I recently finished reading The Razor’s Edge by W. Somerset Maugham and I enjoyed it quite a bit. It definitely has a strong spiritual undertone set in an era when this was sorely lacking (the 1920s and 1930s, although the hard times of that period brought spirituality more to the forefront). There was one particular passage in which the protagonist Elliott is describing the wonders of Hinduism to Maugham that I couldn’t help but think of how applicable it is to investing.

“Can there be anything more stupendous than the conception that the universe has no beginning and no end, but passes everlastingly from growth to equilibrium, from equilibrium to decline, from decline to dissolution, from dissolution to growth, and so on to all eternity?”

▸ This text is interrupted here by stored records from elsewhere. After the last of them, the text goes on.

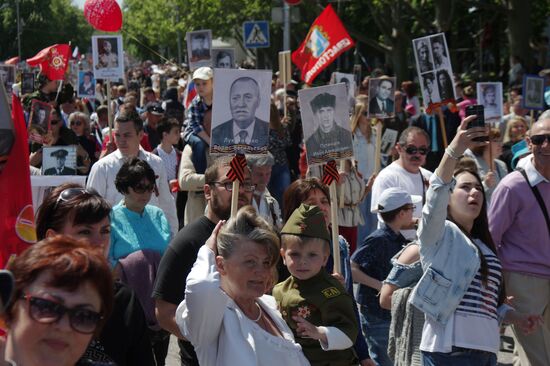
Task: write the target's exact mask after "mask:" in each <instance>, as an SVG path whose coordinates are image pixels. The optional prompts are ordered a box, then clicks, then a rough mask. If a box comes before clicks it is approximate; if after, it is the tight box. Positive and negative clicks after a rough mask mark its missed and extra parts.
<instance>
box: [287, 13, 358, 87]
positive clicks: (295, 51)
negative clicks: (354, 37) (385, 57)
mask: <svg viewBox="0 0 550 366" xmlns="http://www.w3.org/2000/svg"><path fill="white" fill-rule="evenodd" d="M353 46H355V42H353V40H352V39H351V37H350V36H349V34H348V32H347V31H346V28H344V25H343V24H342V22H341V21H340V18H338V15H337V14H336V13H335V12H334V9H333V8H332V6H331V5H330V4H329V5H328V6H327V7H326V8H325V10H323V12H322V13H321V14H320V15H319V16H318V17H317V19H315V21H314V22H313V24H312V25H311V28H310V29H309V32H308V34H307V36H306V39H305V40H304V41H303V42H302V44H301V45H300V47H299V48H298V49H297V50H296V51H294V52H293V53H292V62H294V64H295V65H296V66H297V67H298V68H299V69H300V71H301V72H302V80H303V81H304V82H306V83H307V84H311V83H312V82H313V80H315V78H316V77H317V75H319V73H320V72H321V71H323V69H325V68H326V67H327V66H328V65H330V64H331V63H332V62H333V61H334V60H336V58H338V56H340V54H342V52H344V51H347V50H349V49H350V48H352V47H353Z"/></svg>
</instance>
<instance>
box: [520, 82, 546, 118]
mask: <svg viewBox="0 0 550 366" xmlns="http://www.w3.org/2000/svg"><path fill="white" fill-rule="evenodd" d="M523 108H525V109H539V110H542V109H544V78H542V77H539V76H536V75H525V76H524V77H523Z"/></svg>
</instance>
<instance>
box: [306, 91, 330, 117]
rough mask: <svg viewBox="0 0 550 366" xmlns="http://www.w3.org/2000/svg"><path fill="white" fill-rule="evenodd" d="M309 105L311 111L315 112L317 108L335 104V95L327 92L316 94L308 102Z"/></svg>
mask: <svg viewBox="0 0 550 366" xmlns="http://www.w3.org/2000/svg"><path fill="white" fill-rule="evenodd" d="M309 104H310V105H311V109H312V110H313V112H314V113H315V112H317V111H318V110H319V109H321V108H323V107H332V108H334V106H335V105H336V96H334V95H332V94H329V93H321V94H317V95H316V96H315V98H313V99H312V100H311V102H309Z"/></svg>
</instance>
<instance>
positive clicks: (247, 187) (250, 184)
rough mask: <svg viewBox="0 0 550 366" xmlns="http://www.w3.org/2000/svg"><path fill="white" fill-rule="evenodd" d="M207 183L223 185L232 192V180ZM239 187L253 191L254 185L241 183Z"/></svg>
mask: <svg viewBox="0 0 550 366" xmlns="http://www.w3.org/2000/svg"><path fill="white" fill-rule="evenodd" d="M208 184H214V185H220V186H222V187H224V188H225V190H226V191H227V192H233V182H210V183H208ZM240 188H242V189H244V190H245V192H254V190H255V189H256V185H255V184H250V183H241V184H240V185H239V189H240Z"/></svg>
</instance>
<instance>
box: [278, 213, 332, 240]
mask: <svg viewBox="0 0 550 366" xmlns="http://www.w3.org/2000/svg"><path fill="white" fill-rule="evenodd" d="M281 234H291V235H298V236H307V237H310V238H320V239H324V240H326V241H328V242H330V233H329V232H328V229H327V224H326V222H325V215H324V214H323V211H321V209H320V208H319V207H317V206H310V205H306V204H304V203H302V204H301V205H300V207H298V208H297V209H296V210H294V212H293V213H292V215H290V217H289V218H288V220H287V222H286V224H285V226H283V229H282V230H281Z"/></svg>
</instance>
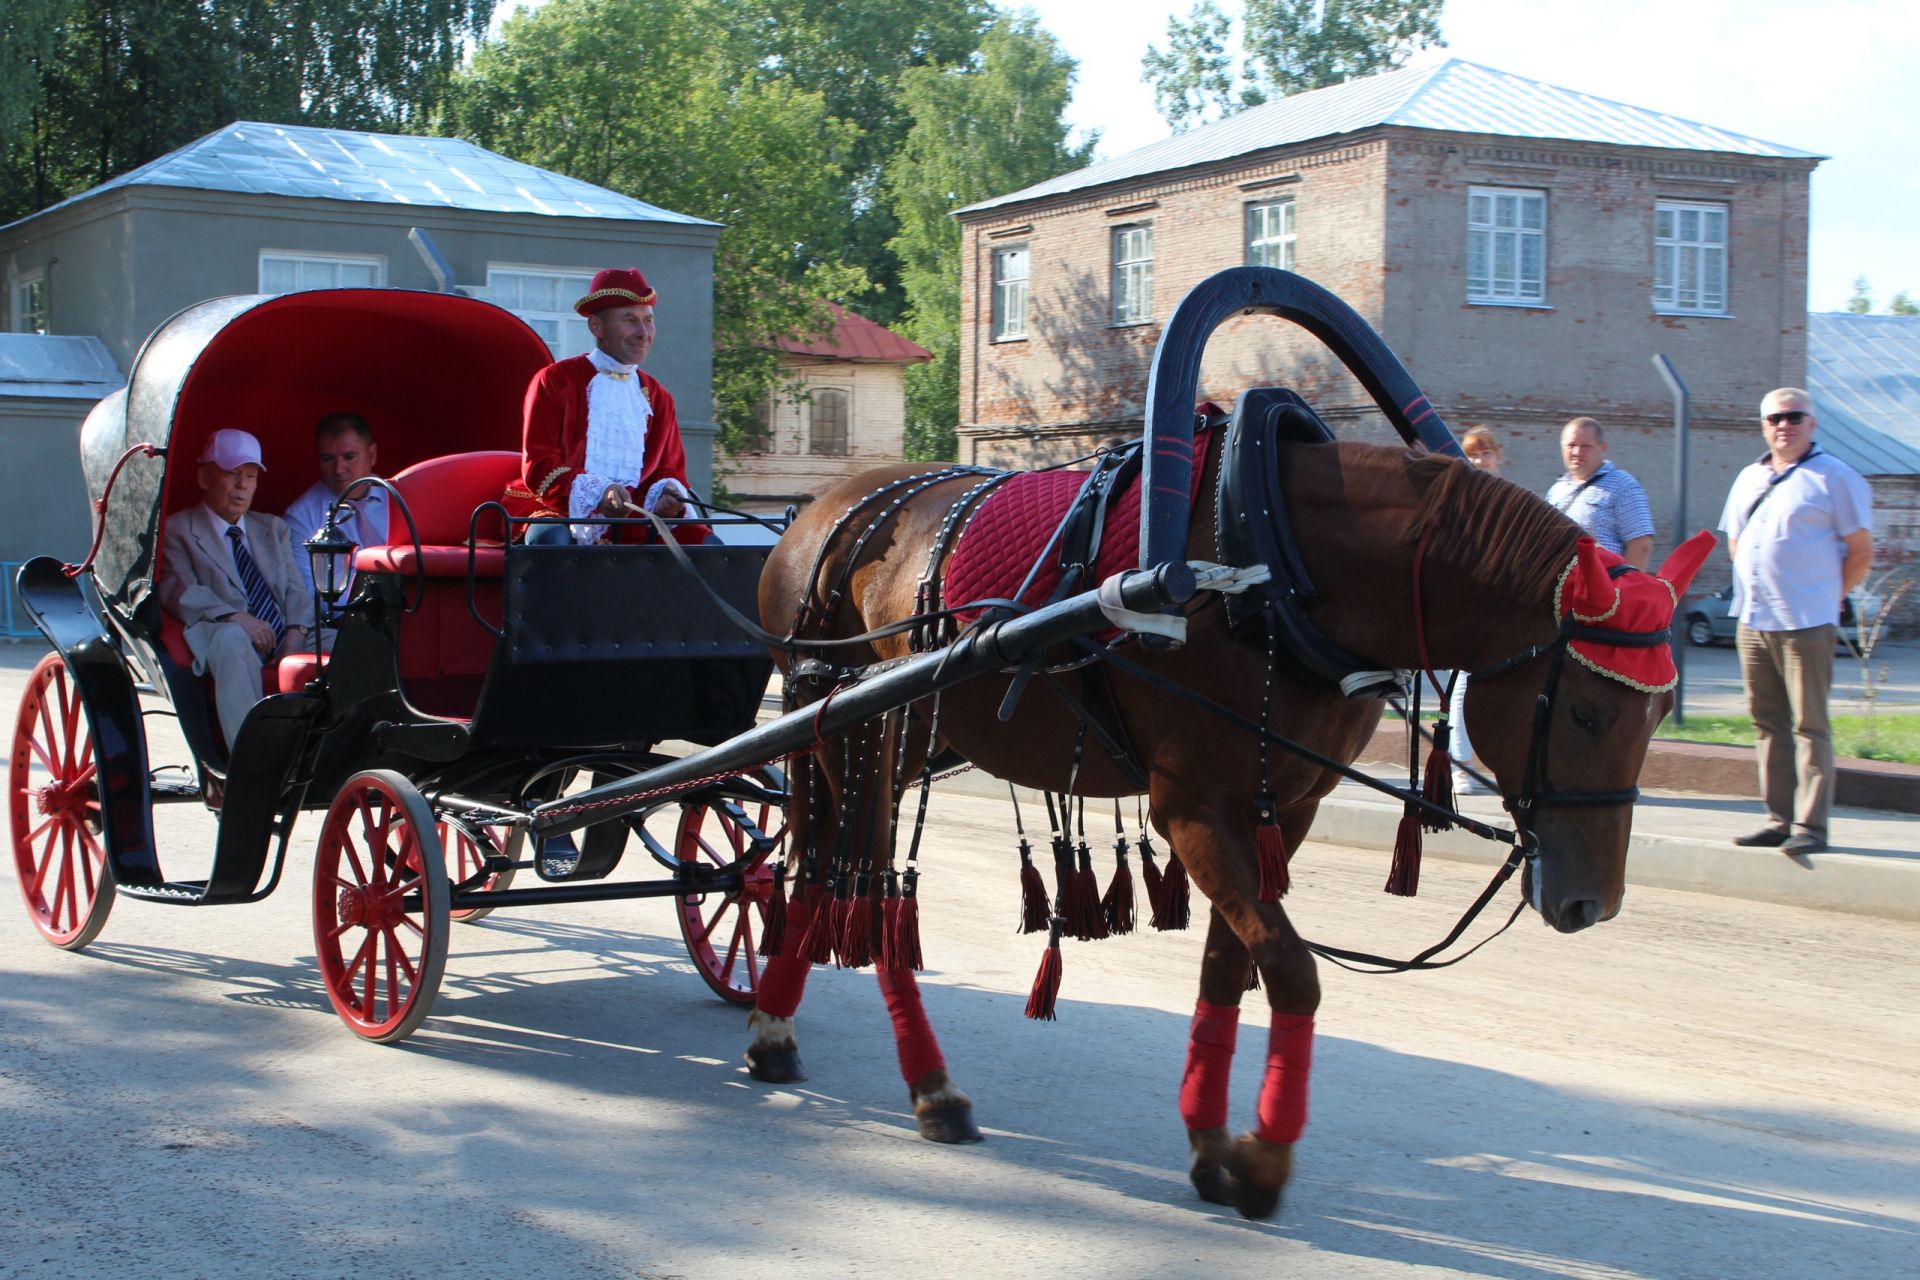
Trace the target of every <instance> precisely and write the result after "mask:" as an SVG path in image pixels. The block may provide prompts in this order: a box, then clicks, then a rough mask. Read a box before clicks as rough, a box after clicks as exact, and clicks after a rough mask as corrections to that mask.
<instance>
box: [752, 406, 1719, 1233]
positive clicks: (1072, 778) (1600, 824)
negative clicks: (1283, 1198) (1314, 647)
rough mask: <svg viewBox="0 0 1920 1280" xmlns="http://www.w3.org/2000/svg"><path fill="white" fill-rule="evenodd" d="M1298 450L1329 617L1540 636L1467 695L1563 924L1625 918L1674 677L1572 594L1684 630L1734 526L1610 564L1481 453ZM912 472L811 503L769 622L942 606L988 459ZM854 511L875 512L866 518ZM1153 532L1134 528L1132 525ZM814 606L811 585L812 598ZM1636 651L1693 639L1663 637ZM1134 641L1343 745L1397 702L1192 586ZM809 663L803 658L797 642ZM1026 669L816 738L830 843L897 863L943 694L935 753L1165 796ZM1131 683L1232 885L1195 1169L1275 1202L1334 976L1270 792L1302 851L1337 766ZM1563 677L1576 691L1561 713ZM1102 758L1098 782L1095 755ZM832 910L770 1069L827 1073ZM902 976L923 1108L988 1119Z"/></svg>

Bruce Springsteen said in Atlantic City,

'Well now, everything dies, baby, that's a fact. But maybe everything that dies someday comes back.'Click To Tweet

There is no permanence. Something that is successful today could be gone tomorrow, a business that seemingly has no hope could be the superstar of the future (e.g. Apple). Once we can accept that change is the only constant and that stability can sow the seeds of instability and chaos can generate the regenerative stardust of future growth and new creation, then we’ll be able to enjoy the ride more than we otherwise would and hopefully use this flexible mindset to our advantage.

Homer said that 'the latest song, fresh from the singer’s lips, has most appeal to men.'Click To Tweet

It’s important that we not be seduced by the siren song of the supposed uniqueness of the times we’re living in or its permanence if we want to be successful investors and live happy and joyful lives.

NOTE: This blog was originally written, May 11, 2013. I mention above ‘that a business that is successful today could be gone tomorrow, a business that seemingly has no hope could be the superstar of the future, e.g. Apple.’ On the date this was written, Apple stock was hovering around $14 per share, today it’s closer to $150 per share after a 7-for-1 stock split on June 9, 2014, and a 4-for-1 stock split on August 28, 2020. Tim Cook, CEO of Apple had taken the reigns in 2011 and recently celebrated his 10th anniversary as CEO with 5 million shares of stock worth $750 million upon completing a decade as cheif [August 2021].